Adam Zagajewski, "Tenta louvar o mundo mutilado"
/Tradução de João Ferrão e Anna Kuśmierczyk
Tenta louvar o mundo mutilado.
Recorda os longos dias de Junho
e os morangos silvestres, as gotas de vinho rosé.
As urtigas que cobrem metodicamente
as herdades abandonadas dos exilados.
Tens de louvar o mundo mutilado.
Observaste os iates elegantes e os navios;
um tinha uma longa viagem pela frente,
ao outro esperava-o apenas o nada salgado.
Viste os refugiados que caminhavam para lugar nenhum,
ouviste os carrascos que cantavam com alegria.
Deves louvar o mundo mutilado.
Recorda os momentos em que estiveram juntos
no quarto branco, as cortinas movendo-se.
Volta em pensamento ao concerto, quando a música eclodiu.
No Outono colheste bolotas no parque
e as folhas rodopiavam sobre as cicatrizes da terra.
Louva o mundo mutilado
e a pena cinzenta, perdida pelo tordo,
e a luz delicada, que erra e desaparece
regressa.
Sobre o autor
Adam Zagajewski (1945) é um poeta, ensaísta e tradutor polaco.

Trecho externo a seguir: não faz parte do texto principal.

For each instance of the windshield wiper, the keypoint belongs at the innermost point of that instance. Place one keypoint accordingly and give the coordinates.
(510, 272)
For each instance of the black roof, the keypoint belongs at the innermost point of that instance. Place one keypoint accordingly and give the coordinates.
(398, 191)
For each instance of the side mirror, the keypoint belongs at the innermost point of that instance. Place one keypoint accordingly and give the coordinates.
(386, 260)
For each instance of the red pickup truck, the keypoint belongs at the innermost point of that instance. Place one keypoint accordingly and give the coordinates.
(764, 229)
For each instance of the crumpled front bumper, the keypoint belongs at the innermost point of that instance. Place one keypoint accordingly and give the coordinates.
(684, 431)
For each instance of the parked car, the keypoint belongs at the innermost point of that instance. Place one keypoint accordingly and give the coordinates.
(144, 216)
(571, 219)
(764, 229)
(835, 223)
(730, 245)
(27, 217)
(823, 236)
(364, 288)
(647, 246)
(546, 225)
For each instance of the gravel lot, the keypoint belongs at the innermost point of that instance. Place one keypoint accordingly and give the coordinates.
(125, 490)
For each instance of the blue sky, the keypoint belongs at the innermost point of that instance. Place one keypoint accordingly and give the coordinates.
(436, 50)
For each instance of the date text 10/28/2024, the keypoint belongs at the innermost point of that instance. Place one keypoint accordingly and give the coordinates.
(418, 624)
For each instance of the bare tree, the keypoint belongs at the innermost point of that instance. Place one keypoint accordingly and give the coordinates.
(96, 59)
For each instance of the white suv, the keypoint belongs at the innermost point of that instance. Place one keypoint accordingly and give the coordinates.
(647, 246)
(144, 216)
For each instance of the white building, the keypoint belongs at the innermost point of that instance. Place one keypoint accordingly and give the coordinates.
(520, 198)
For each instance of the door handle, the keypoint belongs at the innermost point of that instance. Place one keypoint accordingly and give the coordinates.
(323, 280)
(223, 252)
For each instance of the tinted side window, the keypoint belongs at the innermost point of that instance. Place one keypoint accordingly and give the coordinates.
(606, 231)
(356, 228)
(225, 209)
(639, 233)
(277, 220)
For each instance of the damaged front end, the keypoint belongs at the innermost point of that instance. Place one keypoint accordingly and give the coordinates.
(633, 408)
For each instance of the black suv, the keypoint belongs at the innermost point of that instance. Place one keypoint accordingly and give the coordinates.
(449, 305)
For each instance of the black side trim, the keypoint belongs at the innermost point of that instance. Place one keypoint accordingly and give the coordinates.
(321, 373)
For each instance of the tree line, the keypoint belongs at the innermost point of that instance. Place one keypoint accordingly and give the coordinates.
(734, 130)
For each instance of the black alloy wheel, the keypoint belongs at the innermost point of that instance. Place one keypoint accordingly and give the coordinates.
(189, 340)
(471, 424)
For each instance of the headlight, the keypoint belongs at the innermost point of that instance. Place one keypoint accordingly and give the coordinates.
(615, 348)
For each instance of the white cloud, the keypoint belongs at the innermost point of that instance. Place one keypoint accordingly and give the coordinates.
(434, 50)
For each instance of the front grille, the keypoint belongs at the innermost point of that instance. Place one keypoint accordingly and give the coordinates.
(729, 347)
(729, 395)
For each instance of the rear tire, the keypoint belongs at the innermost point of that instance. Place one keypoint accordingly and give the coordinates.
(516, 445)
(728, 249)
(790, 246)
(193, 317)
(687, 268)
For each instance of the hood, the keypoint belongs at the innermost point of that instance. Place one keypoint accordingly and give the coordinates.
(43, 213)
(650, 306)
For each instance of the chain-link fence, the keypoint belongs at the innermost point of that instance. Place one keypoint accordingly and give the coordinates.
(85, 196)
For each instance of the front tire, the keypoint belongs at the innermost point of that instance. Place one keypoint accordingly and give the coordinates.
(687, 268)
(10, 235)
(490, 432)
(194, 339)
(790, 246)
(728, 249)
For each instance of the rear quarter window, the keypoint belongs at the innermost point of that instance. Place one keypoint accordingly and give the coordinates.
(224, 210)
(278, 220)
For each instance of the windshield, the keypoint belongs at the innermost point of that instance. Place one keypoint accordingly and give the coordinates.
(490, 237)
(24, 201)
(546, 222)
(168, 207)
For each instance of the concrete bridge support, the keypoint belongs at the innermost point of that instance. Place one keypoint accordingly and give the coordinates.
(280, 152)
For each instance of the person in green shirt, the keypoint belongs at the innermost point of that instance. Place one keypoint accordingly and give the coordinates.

Nasceu em Lviv, actual Ucrânia, tendo mais tarde estudado em Gliwice e Cracóvia. Viveu em França e foi professor nos EUA e na Polónia, trabalhando actualmente na Universidade de Chicago, onde lecciona um curso sobre Czesław Miłosz. A sua poesia, marcada por imagens límpidas e um tom discursivo e íntimo, partilha de muitas das obsessões da restante literatura polaca moderna (o holocausto, uma relação peculiar com o Cristianismo, a cultura europeia), mas também tópicos pessoais (a relação com os pais, a memória, a música). Está traduzido em várias línguas e venceu, entre outros prémios, o Neustadt em 2004 e o Princesa das Asturias em 2017.